From 2105f55bb35e2e0121b26b34def8e7d3a928bc32 Mon Sep 17 00:00:00 2001
From: leonbi100 <leonbi100@gmail.com>
Date: Wed, 18 Dec 2024 14:19:29 -0500
Subject: [PATCH] Update API to be uniform

---
 .../src/databricks_langchain/vector_search.py | 101 +++++++++---------
 .../langchain/tests/test_vector_search.py     |   4 +-
 2 files changed, 55 insertions(+), 50 deletions(-)

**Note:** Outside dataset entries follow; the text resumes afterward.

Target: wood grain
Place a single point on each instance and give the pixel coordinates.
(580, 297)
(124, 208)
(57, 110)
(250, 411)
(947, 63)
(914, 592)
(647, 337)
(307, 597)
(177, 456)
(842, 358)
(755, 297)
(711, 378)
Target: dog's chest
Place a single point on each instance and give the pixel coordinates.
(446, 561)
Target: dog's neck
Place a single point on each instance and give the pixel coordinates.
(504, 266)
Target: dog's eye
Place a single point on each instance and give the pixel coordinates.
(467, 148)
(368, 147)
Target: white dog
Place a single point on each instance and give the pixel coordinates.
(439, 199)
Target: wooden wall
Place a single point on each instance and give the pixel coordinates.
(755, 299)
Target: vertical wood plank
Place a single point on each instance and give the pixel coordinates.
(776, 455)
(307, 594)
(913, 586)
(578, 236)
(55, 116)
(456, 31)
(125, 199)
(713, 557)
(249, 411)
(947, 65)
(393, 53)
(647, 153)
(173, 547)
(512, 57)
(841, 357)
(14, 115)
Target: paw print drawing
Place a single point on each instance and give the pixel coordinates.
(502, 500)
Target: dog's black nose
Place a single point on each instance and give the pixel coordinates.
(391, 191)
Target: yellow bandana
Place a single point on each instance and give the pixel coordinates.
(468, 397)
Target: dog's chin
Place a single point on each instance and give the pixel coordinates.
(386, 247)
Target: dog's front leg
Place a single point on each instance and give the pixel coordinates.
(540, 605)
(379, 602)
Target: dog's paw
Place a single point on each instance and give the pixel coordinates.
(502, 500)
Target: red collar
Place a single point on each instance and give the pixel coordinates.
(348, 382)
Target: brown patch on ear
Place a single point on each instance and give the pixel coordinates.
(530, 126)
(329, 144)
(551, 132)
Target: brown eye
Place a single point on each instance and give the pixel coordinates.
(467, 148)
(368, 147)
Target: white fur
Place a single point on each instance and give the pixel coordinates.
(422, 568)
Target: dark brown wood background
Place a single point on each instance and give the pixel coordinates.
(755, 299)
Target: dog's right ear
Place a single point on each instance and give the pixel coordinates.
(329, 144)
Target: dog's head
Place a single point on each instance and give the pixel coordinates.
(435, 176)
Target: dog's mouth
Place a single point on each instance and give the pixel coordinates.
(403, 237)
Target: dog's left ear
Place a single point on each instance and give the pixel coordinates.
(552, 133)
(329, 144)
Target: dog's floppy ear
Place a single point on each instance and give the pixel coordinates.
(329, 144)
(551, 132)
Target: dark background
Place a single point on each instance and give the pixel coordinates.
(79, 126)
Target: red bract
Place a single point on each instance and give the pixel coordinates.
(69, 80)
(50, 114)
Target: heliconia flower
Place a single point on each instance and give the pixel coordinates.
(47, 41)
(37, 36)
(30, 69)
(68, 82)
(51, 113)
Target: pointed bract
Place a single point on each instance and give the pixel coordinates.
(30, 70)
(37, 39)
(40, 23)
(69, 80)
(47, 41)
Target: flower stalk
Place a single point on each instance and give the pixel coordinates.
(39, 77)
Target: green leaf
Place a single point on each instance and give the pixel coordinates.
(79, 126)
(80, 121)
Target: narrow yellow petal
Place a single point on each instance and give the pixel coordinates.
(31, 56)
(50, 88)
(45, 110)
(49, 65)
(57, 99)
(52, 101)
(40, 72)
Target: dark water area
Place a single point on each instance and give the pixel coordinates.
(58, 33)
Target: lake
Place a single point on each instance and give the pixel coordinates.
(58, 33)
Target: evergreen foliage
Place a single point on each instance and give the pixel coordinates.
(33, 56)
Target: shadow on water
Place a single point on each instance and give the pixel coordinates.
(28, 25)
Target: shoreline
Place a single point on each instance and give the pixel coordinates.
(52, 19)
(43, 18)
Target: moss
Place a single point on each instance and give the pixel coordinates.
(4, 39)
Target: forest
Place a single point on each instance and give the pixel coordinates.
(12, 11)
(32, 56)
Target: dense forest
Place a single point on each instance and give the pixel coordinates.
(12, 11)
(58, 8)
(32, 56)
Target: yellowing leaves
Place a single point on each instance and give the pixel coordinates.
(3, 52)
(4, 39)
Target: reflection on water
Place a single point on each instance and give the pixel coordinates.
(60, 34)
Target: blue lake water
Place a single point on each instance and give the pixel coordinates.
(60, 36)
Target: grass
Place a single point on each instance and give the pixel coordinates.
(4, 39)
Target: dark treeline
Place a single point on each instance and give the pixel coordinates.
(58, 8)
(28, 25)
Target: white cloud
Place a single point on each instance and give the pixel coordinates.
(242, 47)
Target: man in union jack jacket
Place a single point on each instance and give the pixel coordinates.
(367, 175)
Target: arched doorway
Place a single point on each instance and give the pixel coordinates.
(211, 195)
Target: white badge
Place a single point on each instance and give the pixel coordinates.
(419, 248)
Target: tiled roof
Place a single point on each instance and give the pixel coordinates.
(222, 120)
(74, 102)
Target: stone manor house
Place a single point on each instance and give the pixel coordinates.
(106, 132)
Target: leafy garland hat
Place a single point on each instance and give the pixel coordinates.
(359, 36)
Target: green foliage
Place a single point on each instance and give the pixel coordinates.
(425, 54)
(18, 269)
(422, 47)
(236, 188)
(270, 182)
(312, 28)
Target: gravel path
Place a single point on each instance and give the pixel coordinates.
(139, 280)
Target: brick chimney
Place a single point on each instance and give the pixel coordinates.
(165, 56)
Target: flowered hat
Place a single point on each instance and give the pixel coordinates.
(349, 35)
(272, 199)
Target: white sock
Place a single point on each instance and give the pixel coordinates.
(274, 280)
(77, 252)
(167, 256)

diff --git a/integrations/langchain/src/databricks_langchain/vector_search.py b/integrations/langchain/src/databricks_langchain/vector_search.py
index 94fee73..8871086 100644
--- a/integrations/langchain/src/databricks_langchain/vector_search.py
+++ b/integrations/langchain/src/databricks_langchain/vector_search.py
@@ -6,6 +6,22 @@
 from langchain_core.embeddings import Embeddings
 from langchain.tools.retriever import create_retriever_tool
 
+from typing import Any, Dict, Optional, Type
+
+from langchain.callbacks.manager import (
+    AsyncCallbackManagerForToolRun,
+    CallbackManagerForToolRun,
+)
+from langchain_core.tools import BaseTool
+from pydantic import BaseModel, Field
+from langchain_core.callbacks import (
+    AsyncCallbackManagerForToolRun,
+    CallbackManagerForToolRun,
+)
+
+class VectorSearchRetrieverToolInput(BaseModel):
+    query: str = Field(description="query used to search the index")
+
 class VectorSearchRetrieverTool():
     """
     A utility class to create a vector search-based retrieval tool for querying indexed embeddings.

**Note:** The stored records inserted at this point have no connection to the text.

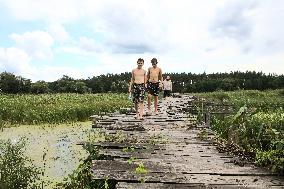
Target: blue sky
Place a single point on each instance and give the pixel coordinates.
(44, 40)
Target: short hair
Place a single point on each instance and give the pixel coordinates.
(140, 60)
(154, 60)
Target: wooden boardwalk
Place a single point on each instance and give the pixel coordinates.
(163, 151)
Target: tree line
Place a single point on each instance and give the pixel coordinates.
(118, 83)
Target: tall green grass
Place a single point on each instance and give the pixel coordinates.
(57, 108)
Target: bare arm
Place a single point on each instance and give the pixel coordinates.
(145, 78)
(148, 75)
(131, 82)
(161, 75)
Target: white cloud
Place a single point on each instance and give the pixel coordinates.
(15, 60)
(58, 32)
(185, 36)
(36, 43)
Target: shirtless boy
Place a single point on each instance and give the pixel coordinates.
(154, 77)
(137, 87)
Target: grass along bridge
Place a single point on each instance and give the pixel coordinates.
(165, 151)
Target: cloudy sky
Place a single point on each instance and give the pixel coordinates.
(46, 39)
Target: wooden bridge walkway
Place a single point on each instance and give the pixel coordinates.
(164, 151)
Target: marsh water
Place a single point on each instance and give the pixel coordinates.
(52, 147)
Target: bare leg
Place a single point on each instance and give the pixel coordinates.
(141, 109)
(136, 109)
(149, 102)
(156, 104)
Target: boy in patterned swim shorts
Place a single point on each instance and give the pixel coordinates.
(137, 87)
(154, 77)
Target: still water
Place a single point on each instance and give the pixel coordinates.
(52, 147)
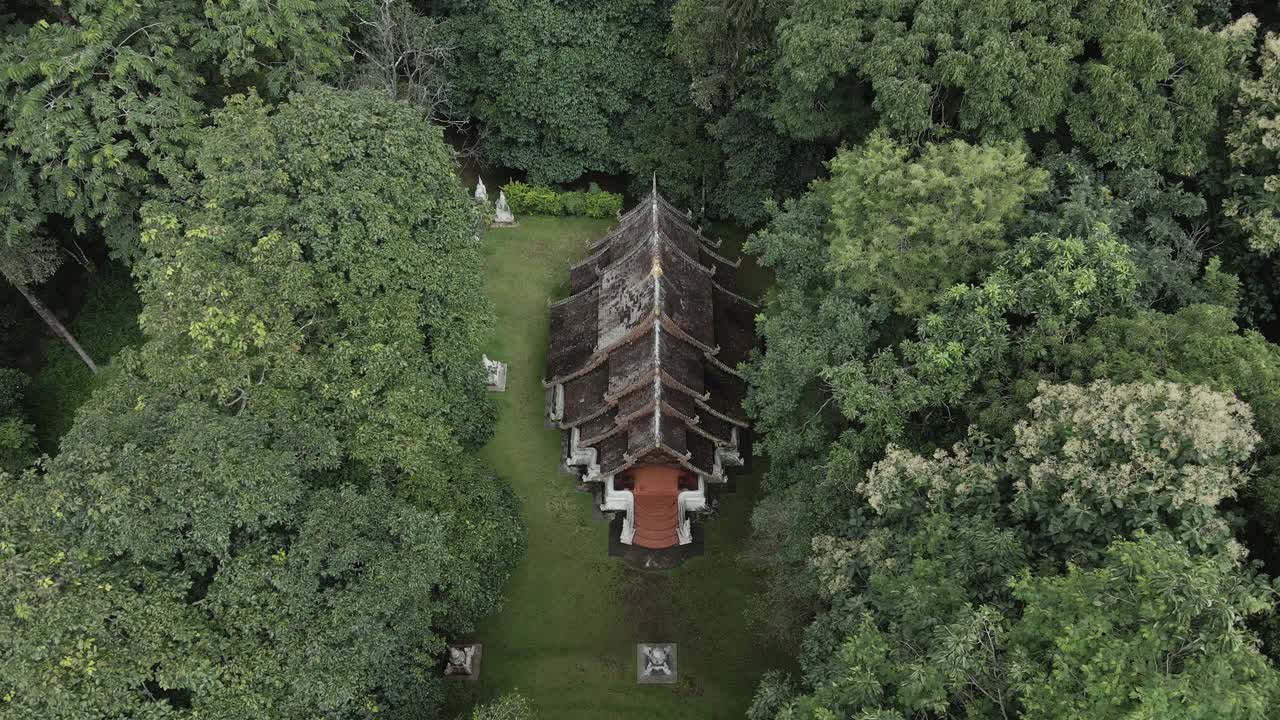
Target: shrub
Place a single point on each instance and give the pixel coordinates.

@@ -13,62 +29,51 @@ class VectorSearchRetrieverTool():
     for building a retriever tool for agents.
 
     Parameters:
+        index_name (str):
+            The name of the index to use. Format: “catalog.schema.index”. endpoint:
+        num_results (int):
+            The number of results to return. Defaults to 10.
+        columns (Optional[List[str]]):
+            The list of column names to get when doing the search. Defaults to [primary_key, text_column].
+        filters (Optional[Dict[str, Any]]):
+            The filters to apply to the search. Defaults to None.
+        query_type (str):
+            The type of query to run. Defaults to "ANN".
         tool_name (str):
             The name of the retrieval tool to be created. This will be passed to the language model,
             so should be unique and somewhat descriptive.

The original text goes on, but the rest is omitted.